Census spokesman Michael Cook told The Associated Press Monday that there are no plans to make special accommodations for counting displaced New Orleanians if they plan to come back.
“We are mandated, per the law, to ask people to fill out the forms as per their residence on April 1, 2010, and that’s for all individuals,” Cook said.
While there have been varying reports about the size of the New Orleans populace post-Katrina, with some demographers placing the number at 75 percent of the pre-storm population, the 2010 Census is expected to provide the first irrefutable count of the city’s present population.
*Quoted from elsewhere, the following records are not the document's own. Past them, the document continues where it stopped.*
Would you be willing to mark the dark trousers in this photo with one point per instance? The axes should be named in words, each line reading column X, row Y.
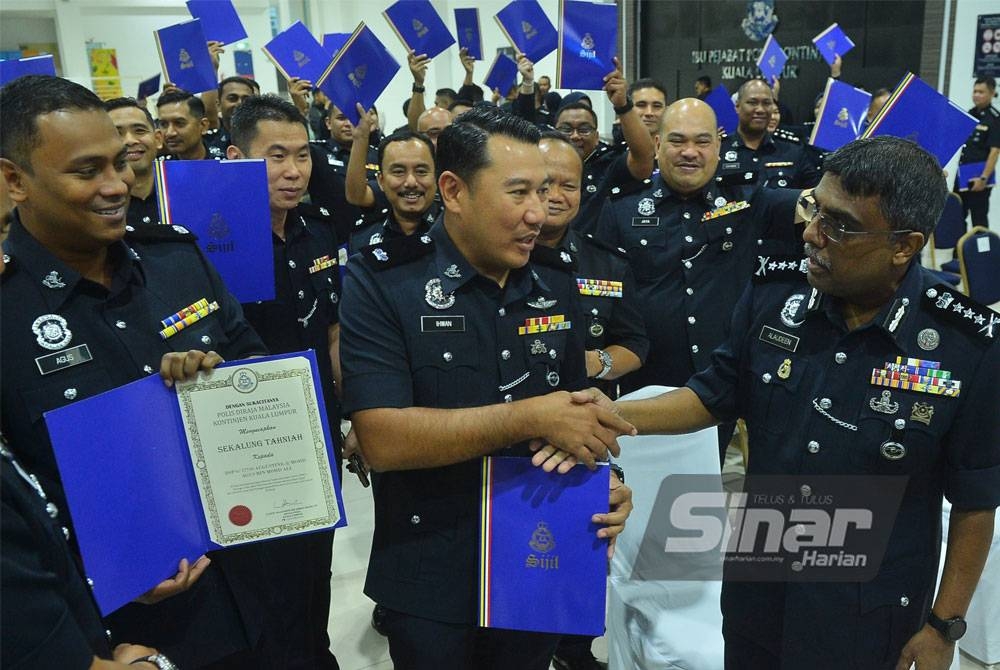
column 422, row 644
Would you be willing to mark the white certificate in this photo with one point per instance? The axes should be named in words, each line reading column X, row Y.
column 257, row 443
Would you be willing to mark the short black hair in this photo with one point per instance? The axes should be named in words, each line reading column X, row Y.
column 906, row 179
column 23, row 100
column 122, row 103
column 461, row 147
column 403, row 135
column 576, row 105
column 246, row 81
column 243, row 125
column 648, row 82
column 195, row 106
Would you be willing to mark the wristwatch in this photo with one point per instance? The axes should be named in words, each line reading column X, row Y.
column 951, row 629
column 159, row 660
column 606, row 362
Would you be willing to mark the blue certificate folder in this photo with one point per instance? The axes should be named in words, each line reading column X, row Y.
column 542, row 566
column 296, row 53
column 840, row 115
column 13, row 69
column 419, row 27
column 360, row 71
column 126, row 469
column 219, row 20
column 588, row 41
column 470, row 36
column 917, row 112
column 528, row 29
column 225, row 204
column 833, row 42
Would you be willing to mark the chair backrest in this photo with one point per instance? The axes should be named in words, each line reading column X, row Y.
column 979, row 262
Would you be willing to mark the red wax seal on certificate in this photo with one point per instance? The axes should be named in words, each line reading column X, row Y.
column 240, row 515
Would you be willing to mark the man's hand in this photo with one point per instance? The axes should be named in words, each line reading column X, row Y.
column 418, row 66
column 620, row 504
column 178, row 366
column 185, row 578
column 616, row 87
column 928, row 650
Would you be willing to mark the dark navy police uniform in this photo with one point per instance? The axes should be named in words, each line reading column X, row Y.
column 805, row 386
column 422, row 328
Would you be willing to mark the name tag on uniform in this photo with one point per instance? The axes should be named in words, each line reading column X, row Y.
column 442, row 324
column 63, row 359
column 780, row 339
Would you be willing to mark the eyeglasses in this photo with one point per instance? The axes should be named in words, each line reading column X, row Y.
column 836, row 232
column 582, row 131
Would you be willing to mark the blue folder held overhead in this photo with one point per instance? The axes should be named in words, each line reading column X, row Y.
column 184, row 56
column 296, row 53
column 772, row 60
column 419, row 27
column 833, row 42
column 840, row 115
column 502, row 74
column 13, row 69
column 470, row 36
column 588, row 39
column 542, row 566
column 360, row 71
column 528, row 28
column 225, row 204
column 917, row 112
column 219, row 20
column 126, row 469
column 725, row 111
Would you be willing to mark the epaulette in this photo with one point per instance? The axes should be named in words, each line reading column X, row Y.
column 558, row 259
column 631, row 187
column 159, row 233
column 780, row 268
column 601, row 244
column 396, row 251
column 975, row 319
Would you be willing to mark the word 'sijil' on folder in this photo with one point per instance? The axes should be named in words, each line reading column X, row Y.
column 542, row 566
column 360, row 71
column 184, row 56
column 528, row 28
column 240, row 454
column 915, row 111
column 419, row 27
column 225, row 204
column 588, row 39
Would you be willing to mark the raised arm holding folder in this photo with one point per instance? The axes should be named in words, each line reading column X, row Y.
column 360, row 71
column 184, row 56
column 153, row 474
column 588, row 41
column 419, row 27
column 225, row 204
column 528, row 28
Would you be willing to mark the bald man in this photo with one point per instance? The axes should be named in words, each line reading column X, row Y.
column 694, row 240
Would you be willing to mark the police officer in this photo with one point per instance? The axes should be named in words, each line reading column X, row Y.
column 867, row 367
column 983, row 146
column 775, row 161
column 436, row 375
column 303, row 315
column 693, row 242
column 81, row 315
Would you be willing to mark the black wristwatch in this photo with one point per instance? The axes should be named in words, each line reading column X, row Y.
column 951, row 629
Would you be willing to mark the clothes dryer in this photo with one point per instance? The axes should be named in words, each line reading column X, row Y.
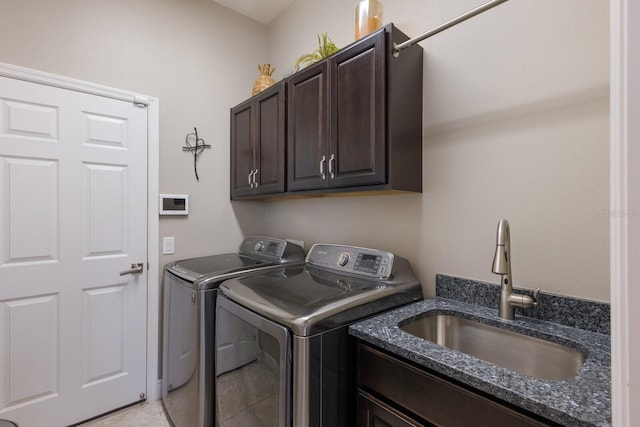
column 304, row 371
column 190, row 292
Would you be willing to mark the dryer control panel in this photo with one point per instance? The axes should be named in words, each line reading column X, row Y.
column 352, row 260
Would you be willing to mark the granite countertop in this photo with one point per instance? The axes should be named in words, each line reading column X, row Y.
column 584, row 400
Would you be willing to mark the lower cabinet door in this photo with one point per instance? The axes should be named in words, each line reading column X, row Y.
column 374, row 413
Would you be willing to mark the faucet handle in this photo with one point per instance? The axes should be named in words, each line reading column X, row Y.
column 536, row 297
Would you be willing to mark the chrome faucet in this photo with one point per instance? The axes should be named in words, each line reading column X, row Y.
column 502, row 266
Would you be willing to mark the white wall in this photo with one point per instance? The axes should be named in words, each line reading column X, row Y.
column 516, row 125
column 197, row 57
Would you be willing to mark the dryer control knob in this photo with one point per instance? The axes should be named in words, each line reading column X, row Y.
column 343, row 259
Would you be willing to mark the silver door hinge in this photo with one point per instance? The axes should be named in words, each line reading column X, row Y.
column 141, row 101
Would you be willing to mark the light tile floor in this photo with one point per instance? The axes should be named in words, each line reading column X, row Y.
column 145, row 414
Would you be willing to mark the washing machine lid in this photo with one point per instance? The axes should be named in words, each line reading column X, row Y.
column 195, row 268
column 316, row 298
column 255, row 253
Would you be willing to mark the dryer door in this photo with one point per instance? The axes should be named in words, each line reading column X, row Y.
column 258, row 392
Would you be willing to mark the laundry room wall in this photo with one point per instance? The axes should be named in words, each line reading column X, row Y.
column 515, row 125
column 197, row 57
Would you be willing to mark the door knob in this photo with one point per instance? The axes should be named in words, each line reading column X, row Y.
column 135, row 269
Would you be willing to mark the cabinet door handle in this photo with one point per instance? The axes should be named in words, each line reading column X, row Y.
column 323, row 163
column 332, row 161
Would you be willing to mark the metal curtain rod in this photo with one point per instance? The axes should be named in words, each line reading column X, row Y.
column 397, row 48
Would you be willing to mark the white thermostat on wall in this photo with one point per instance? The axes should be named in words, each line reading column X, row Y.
column 174, row 204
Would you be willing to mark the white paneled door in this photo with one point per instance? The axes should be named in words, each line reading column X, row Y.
column 73, row 213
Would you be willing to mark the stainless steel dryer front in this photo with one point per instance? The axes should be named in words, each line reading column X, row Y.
column 304, row 371
column 190, row 291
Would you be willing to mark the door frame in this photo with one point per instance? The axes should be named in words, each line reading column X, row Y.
column 624, row 211
column 153, row 157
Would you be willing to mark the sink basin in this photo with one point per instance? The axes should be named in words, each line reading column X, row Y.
column 521, row 353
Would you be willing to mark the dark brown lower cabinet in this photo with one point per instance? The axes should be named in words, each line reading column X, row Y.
column 395, row 393
column 373, row 412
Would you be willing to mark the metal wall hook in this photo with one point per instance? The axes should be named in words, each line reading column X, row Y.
column 197, row 148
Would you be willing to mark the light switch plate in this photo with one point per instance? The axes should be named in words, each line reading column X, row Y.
column 168, row 245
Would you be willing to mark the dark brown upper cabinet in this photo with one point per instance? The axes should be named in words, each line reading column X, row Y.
column 355, row 120
column 353, row 123
column 258, row 144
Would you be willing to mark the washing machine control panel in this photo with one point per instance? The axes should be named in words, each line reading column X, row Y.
column 267, row 247
column 352, row 260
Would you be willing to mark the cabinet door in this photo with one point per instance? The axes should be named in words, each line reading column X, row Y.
column 357, row 114
column 374, row 413
column 241, row 149
column 269, row 140
column 307, row 140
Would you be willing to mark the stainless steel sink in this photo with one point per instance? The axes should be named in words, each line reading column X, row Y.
column 521, row 353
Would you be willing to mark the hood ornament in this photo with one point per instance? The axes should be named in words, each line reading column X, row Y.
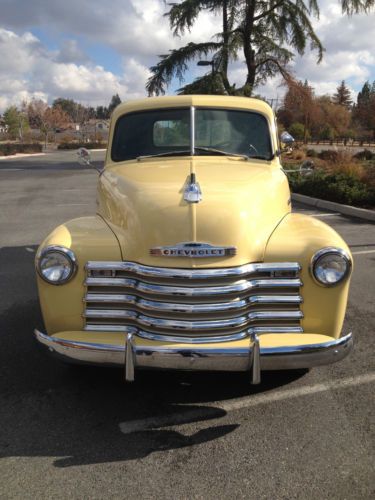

Demographic analyst Elliott Stonecipher told The Associated Press that Mayor Nagin has gone “to the ultimate degree of foolishness” to openly suggest that people be counted as residents in a city that they hope to return to. If it happened, other cities and parishes would suffer, he said.
“The mayor has never advocated that anyone simply violate any rules,” Nagin James Ross told The Associated Press. “What he’s done is said, there should be a mechanism for addressing this, given the reality of Hurricane Katrina and the rebuilding that is occurring.”
Ross said Nagin hopes to discuss with Census officials his thoughts about finding a way to have those “in the process of returning, who are close to returning and will be here very shortly” counted as residents.
Census Bureau spokeswoman Katherine Smith told wsj.com, The Wall Street Journal’s online website, that the Census Bureau won’t change the rules to accommodate displaced New Orleans residents, but encouraged those who want to be counted in New Orleans to relocate by April 1.
“We’ve had our challenges” with Nagin, Smith added. “But we’re trying to be available for anything he wants to discuss. But our hands are tied as far as what he tells his constituents.”
The Census population count that starts with surveys going out in March holds considerable weight, helping to determine the number of congressional districts each state has–Louisiana could lose a seat–and distribution of $300 billion a year in federal funds.
The flip side of the debate about displaced residents is that counting residents who don’t live in the city as New Orleans residents would adversely affect other cities and states, including those where displaced residents live and require city services and areas in Louisiana that might object to New Orleans getting an unfair political advantage over them.
Joey Durel, president of Lafayette Parish and city, told wsj.com that if New Orleans doesn’t have a fair count, it could potentially keep representation it should lose. “Lafayette could be losing an opportunity to gain more clout,” he added.
When the census is off by even a small percentage, it can deprive local communities of millions of dollars in much needed federal aid for hospitals, schools, roads, disaster preparedness and other public services.
On average, states receive roughly $1,200 annually, or $12,000 over a decade, for each person counted in the census. Figures for some states in distress, such as Louisiana, are as high as $2,695 per capita annually or $26,950 per capita over a decade–which is federal support funding that is desperately needed to rebuild the Gulf Coast.
“Groups like mine are working within our communities to heighten public awareness about the 2010 Census and to encourage response to census forms,” said Bonner. “However, Congress’ action to address these exceptional circumstances is crucial to achieving a fair and accurate count in the Gulf Coast.”